To address other outcomes of algorithmic decision-making, large data holders should conduct impact assessments and audits when deploying algorithmic decision-making systems that may have “significant effects” on individuals.

  1. Organizational accountability

It is important to have strong processes in place to ensure that covered entities take their privacy obligations seriously and engage executive-level attention on these obligations. We propose that all covered entities — even small and medium entities — conduct baseline risk assessments that analyze “the benefits of its covered data collection, processing, and transfer practices; the potential adverse consequences of such practices to individuals and their privacy; and measures to mitigate any such adverse consequences.” Consistent with our scaled approach, such risk assessments should vary in scope and depth depending on the size and complexity of the covered entity and the potential risks. Large data holders, in turn, should be required to conduct more in-depth and extensive risk assessments and to retain written copies of the assessments for at least five years.

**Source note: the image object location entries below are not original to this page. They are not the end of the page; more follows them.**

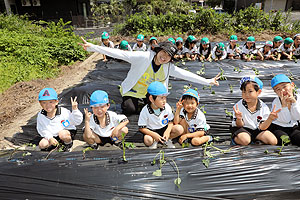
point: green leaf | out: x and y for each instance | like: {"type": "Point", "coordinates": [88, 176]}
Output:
{"type": "Point", "coordinates": [157, 173]}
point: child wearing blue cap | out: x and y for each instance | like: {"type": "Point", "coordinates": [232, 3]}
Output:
{"type": "Point", "coordinates": [106, 43]}
{"type": "Point", "coordinates": [192, 121]}
{"type": "Point", "coordinates": [103, 126]}
{"type": "Point", "coordinates": [156, 118]}
{"type": "Point", "coordinates": [56, 124]}
{"type": "Point", "coordinates": [287, 122]}
{"type": "Point", "coordinates": [139, 45]}
{"type": "Point", "coordinates": [252, 117]}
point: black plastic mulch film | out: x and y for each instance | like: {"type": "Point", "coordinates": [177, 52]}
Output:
{"type": "Point", "coordinates": [243, 173]}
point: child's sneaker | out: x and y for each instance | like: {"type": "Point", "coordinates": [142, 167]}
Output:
{"type": "Point", "coordinates": [154, 145]}
{"type": "Point", "coordinates": [170, 144]}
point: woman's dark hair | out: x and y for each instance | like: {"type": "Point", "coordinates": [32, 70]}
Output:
{"type": "Point", "coordinates": [253, 46]}
{"type": "Point", "coordinates": [147, 98]}
{"type": "Point", "coordinates": [184, 97]}
{"type": "Point", "coordinates": [201, 48]}
{"type": "Point", "coordinates": [255, 85]}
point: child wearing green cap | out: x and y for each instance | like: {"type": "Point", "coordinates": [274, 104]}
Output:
{"type": "Point", "coordinates": [248, 49]}
{"type": "Point", "coordinates": [179, 45]}
{"type": "Point", "coordinates": [152, 43]}
{"type": "Point", "coordinates": [252, 117]}
{"type": "Point", "coordinates": [145, 68]}
{"type": "Point", "coordinates": [233, 51]}
{"type": "Point", "coordinates": [286, 49]}
{"type": "Point", "coordinates": [219, 52]}
{"type": "Point", "coordinates": [192, 121]}
{"type": "Point", "coordinates": [277, 41]}
{"type": "Point", "coordinates": [288, 101]}
{"type": "Point", "coordinates": [205, 50]}
{"type": "Point", "coordinates": [139, 45]}
{"type": "Point", "coordinates": [106, 43]}
{"type": "Point", "coordinates": [190, 50]}
{"type": "Point", "coordinates": [156, 118]}
{"type": "Point", "coordinates": [56, 124]}
{"type": "Point", "coordinates": [296, 46]}
{"type": "Point", "coordinates": [265, 53]}
{"type": "Point", "coordinates": [103, 126]}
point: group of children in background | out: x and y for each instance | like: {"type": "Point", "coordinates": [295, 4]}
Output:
{"type": "Point", "coordinates": [278, 49]}
{"type": "Point", "coordinates": [252, 119]}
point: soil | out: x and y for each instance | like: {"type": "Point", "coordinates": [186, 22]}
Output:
{"type": "Point", "coordinates": [19, 103]}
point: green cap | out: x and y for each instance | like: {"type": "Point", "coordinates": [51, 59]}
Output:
{"type": "Point", "coordinates": [251, 39]}
{"type": "Point", "coordinates": [171, 40]}
{"type": "Point", "coordinates": [153, 38]}
{"type": "Point", "coordinates": [124, 45]}
{"type": "Point", "coordinates": [191, 38]}
{"type": "Point", "coordinates": [140, 37]}
{"type": "Point", "coordinates": [277, 39]}
{"type": "Point", "coordinates": [179, 39]}
{"type": "Point", "coordinates": [221, 46]}
{"type": "Point", "coordinates": [205, 40]}
{"type": "Point", "coordinates": [104, 35]}
{"type": "Point", "coordinates": [269, 43]}
{"type": "Point", "coordinates": [288, 41]}
{"type": "Point", "coordinates": [233, 38]}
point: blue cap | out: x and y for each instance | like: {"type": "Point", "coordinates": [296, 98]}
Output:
{"type": "Point", "coordinates": [98, 98]}
{"type": "Point", "coordinates": [157, 89]}
{"type": "Point", "coordinates": [192, 93]}
{"type": "Point", "coordinates": [252, 78]}
{"type": "Point", "coordinates": [280, 78]}
{"type": "Point", "coordinates": [47, 94]}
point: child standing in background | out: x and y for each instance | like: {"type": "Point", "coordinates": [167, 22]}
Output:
{"type": "Point", "coordinates": [248, 49]}
{"type": "Point", "coordinates": [106, 43]}
{"type": "Point", "coordinates": [219, 52]}
{"type": "Point", "coordinates": [191, 119]}
{"type": "Point", "coordinates": [277, 41]}
{"type": "Point", "coordinates": [205, 50]}
{"type": "Point", "coordinates": [287, 122]}
{"type": "Point", "coordinates": [233, 51]}
{"type": "Point", "coordinates": [252, 117]}
{"type": "Point", "coordinates": [140, 45]}
{"type": "Point", "coordinates": [55, 123]}
{"type": "Point", "coordinates": [156, 118]}
{"type": "Point", "coordinates": [190, 49]}
{"type": "Point", "coordinates": [265, 53]}
{"type": "Point", "coordinates": [286, 49]}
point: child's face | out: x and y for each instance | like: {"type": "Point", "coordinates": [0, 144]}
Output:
{"type": "Point", "coordinates": [284, 89]}
{"type": "Point", "coordinates": [163, 57]}
{"type": "Point", "coordinates": [190, 105]}
{"type": "Point", "coordinates": [105, 41]}
{"type": "Point", "coordinates": [159, 102]}
{"type": "Point", "coordinates": [49, 105]}
{"type": "Point", "coordinates": [100, 111]}
{"type": "Point", "coordinates": [250, 95]}
{"type": "Point", "coordinates": [277, 44]}
{"type": "Point", "coordinates": [297, 40]}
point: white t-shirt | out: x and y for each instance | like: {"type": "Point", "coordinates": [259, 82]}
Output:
{"type": "Point", "coordinates": [221, 54]}
{"type": "Point", "coordinates": [197, 121]}
{"type": "Point", "coordinates": [288, 50]}
{"type": "Point", "coordinates": [286, 117]}
{"type": "Point", "coordinates": [110, 44]}
{"type": "Point", "coordinates": [137, 48]}
{"type": "Point", "coordinates": [64, 119]}
{"type": "Point", "coordinates": [112, 120]}
{"type": "Point", "coordinates": [194, 50]}
{"type": "Point", "coordinates": [252, 120]}
{"type": "Point", "coordinates": [262, 52]}
{"type": "Point", "coordinates": [247, 51]}
{"type": "Point", "coordinates": [148, 119]}
{"type": "Point", "coordinates": [234, 52]}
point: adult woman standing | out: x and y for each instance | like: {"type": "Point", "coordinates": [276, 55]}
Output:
{"type": "Point", "coordinates": [147, 67]}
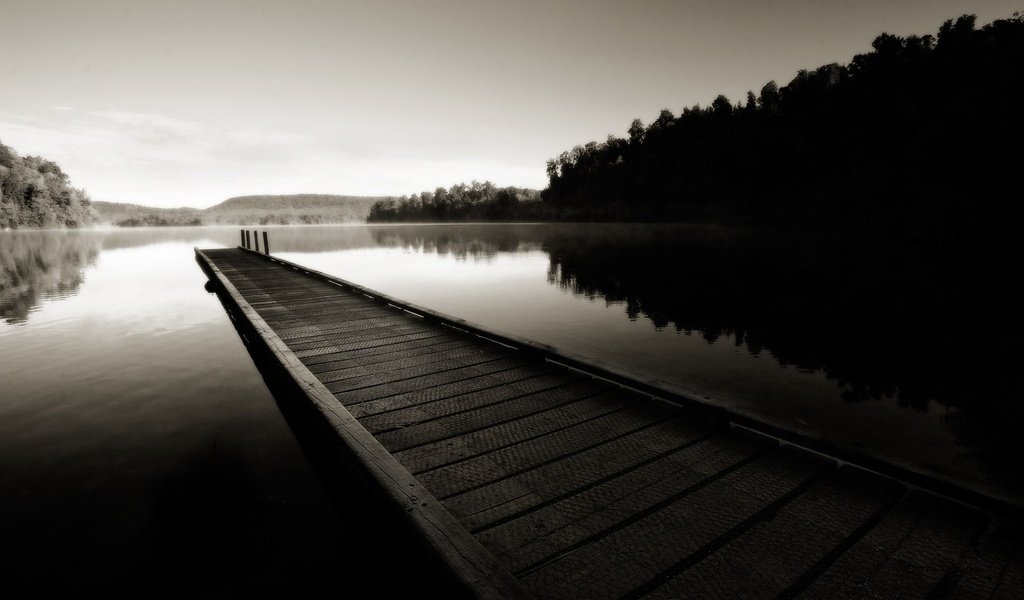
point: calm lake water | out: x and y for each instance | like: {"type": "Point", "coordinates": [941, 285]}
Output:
{"type": "Point", "coordinates": [126, 396]}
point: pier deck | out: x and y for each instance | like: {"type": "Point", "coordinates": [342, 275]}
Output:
{"type": "Point", "coordinates": [534, 476]}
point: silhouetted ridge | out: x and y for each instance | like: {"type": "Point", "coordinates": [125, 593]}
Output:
{"type": "Point", "coordinates": [36, 193]}
{"type": "Point", "coordinates": [921, 131]}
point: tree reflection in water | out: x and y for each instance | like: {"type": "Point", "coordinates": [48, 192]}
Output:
{"type": "Point", "coordinates": [926, 323]}
{"type": "Point", "coordinates": [38, 265]}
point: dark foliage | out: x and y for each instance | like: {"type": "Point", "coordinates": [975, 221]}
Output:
{"type": "Point", "coordinates": [476, 202]}
{"type": "Point", "coordinates": [36, 193]}
{"type": "Point", "coordinates": [922, 132]}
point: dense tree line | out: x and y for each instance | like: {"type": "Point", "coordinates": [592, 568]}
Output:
{"type": "Point", "coordinates": [36, 193]}
{"type": "Point", "coordinates": [245, 210]}
{"type": "Point", "coordinates": [921, 131]}
{"type": "Point", "coordinates": [475, 202]}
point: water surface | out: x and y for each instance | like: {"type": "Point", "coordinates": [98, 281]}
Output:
{"type": "Point", "coordinates": [125, 385]}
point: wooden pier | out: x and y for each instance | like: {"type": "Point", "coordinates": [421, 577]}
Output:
{"type": "Point", "coordinates": [528, 473]}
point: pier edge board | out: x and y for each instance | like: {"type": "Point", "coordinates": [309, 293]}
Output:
{"type": "Point", "coordinates": [470, 564]}
{"type": "Point", "coordinates": [884, 465]}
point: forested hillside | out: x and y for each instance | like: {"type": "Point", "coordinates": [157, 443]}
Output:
{"type": "Point", "coordinates": [245, 210]}
{"type": "Point", "coordinates": [299, 208]}
{"type": "Point", "coordinates": [923, 131]}
{"type": "Point", "coordinates": [475, 202]}
{"type": "Point", "coordinates": [36, 193]}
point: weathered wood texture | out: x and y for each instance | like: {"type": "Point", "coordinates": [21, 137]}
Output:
{"type": "Point", "coordinates": [538, 479]}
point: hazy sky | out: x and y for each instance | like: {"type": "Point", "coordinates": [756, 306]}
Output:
{"type": "Point", "coordinates": [187, 102]}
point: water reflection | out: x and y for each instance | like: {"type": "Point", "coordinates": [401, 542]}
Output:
{"type": "Point", "coordinates": [37, 265]}
{"type": "Point", "coordinates": [906, 346]}
{"type": "Point", "coordinates": [927, 325]}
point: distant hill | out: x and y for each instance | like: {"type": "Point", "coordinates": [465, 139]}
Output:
{"type": "Point", "coordinates": [134, 215]}
{"type": "Point", "coordinates": [246, 210]}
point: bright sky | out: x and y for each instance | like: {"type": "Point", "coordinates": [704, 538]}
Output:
{"type": "Point", "coordinates": [188, 102]}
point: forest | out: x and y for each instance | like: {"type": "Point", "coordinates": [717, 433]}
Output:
{"type": "Point", "coordinates": [922, 132]}
{"type": "Point", "coordinates": [244, 210]}
{"type": "Point", "coordinates": [36, 193]}
{"type": "Point", "coordinates": [475, 202]}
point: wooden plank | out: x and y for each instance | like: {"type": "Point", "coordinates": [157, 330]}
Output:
{"type": "Point", "coordinates": [345, 380]}
{"type": "Point", "coordinates": [629, 557]}
{"type": "Point", "coordinates": [554, 528]}
{"type": "Point", "coordinates": [452, 390]}
{"type": "Point", "coordinates": [484, 441]}
{"type": "Point", "coordinates": [995, 570]}
{"type": "Point", "coordinates": [468, 561]}
{"type": "Point", "coordinates": [354, 396]}
{"type": "Point", "coordinates": [601, 422]}
{"type": "Point", "coordinates": [363, 345]}
{"type": "Point", "coordinates": [406, 365]}
{"type": "Point", "coordinates": [462, 422]}
{"type": "Point", "coordinates": [586, 489]}
{"type": "Point", "coordinates": [910, 553]}
{"type": "Point", "coordinates": [483, 507]}
{"type": "Point", "coordinates": [426, 413]}
{"type": "Point", "coordinates": [386, 353]}
{"type": "Point", "coordinates": [776, 556]}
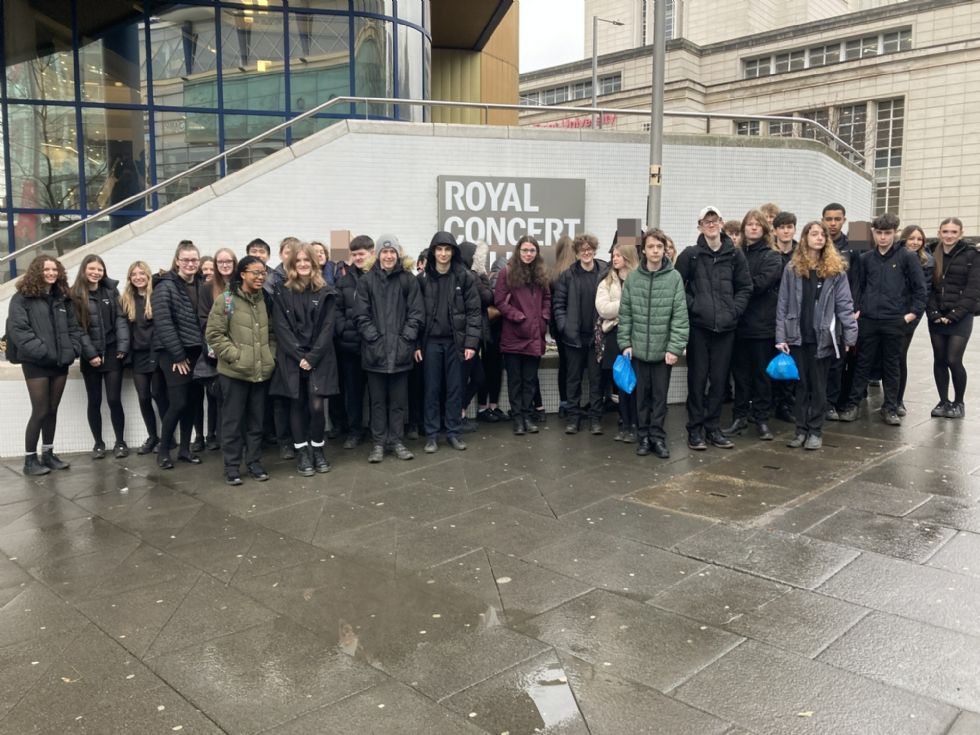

In addition to risk assessments, most covered entities (except small and medium entities) should designate at least one privacy officer and one data security officer who should develop written privacy and security programs to guide compliance with privacy legislation. The CEOs and privacy and security officers of large data holders should annually certify to the FTC that their annual disclosure of privacy practices is accurate and effective.

A path forward

Taken in their entirety, our recommendations reflect a somewhat different regulatory model from most proposals. Some businesses might be anxious about complying with standards that do not translate into predictable checklists. Some advocates may see flexibility as a loophole that unscrupulous companies could exploit. Yet both sides of the policy debate have something to gain from the balance struck — and both have something to lose from continued inaction and stalemate.

The longer we wait, the harder a consistent national standard becomes to achieve. It took nearly two decades for all 50 states to adopt data protection laws as basic as breach notification. A similar path forward, simply put, would provide less comprehensive and meaningful privacy protections over a long time frame than what we think is achievable at the federal level in the near future — if industry, advocates and political leaders are willing to make some hard choices.

We hope our broad but carefully calibrated compromises can point toward a strong national framework to protect information privacy for Americans.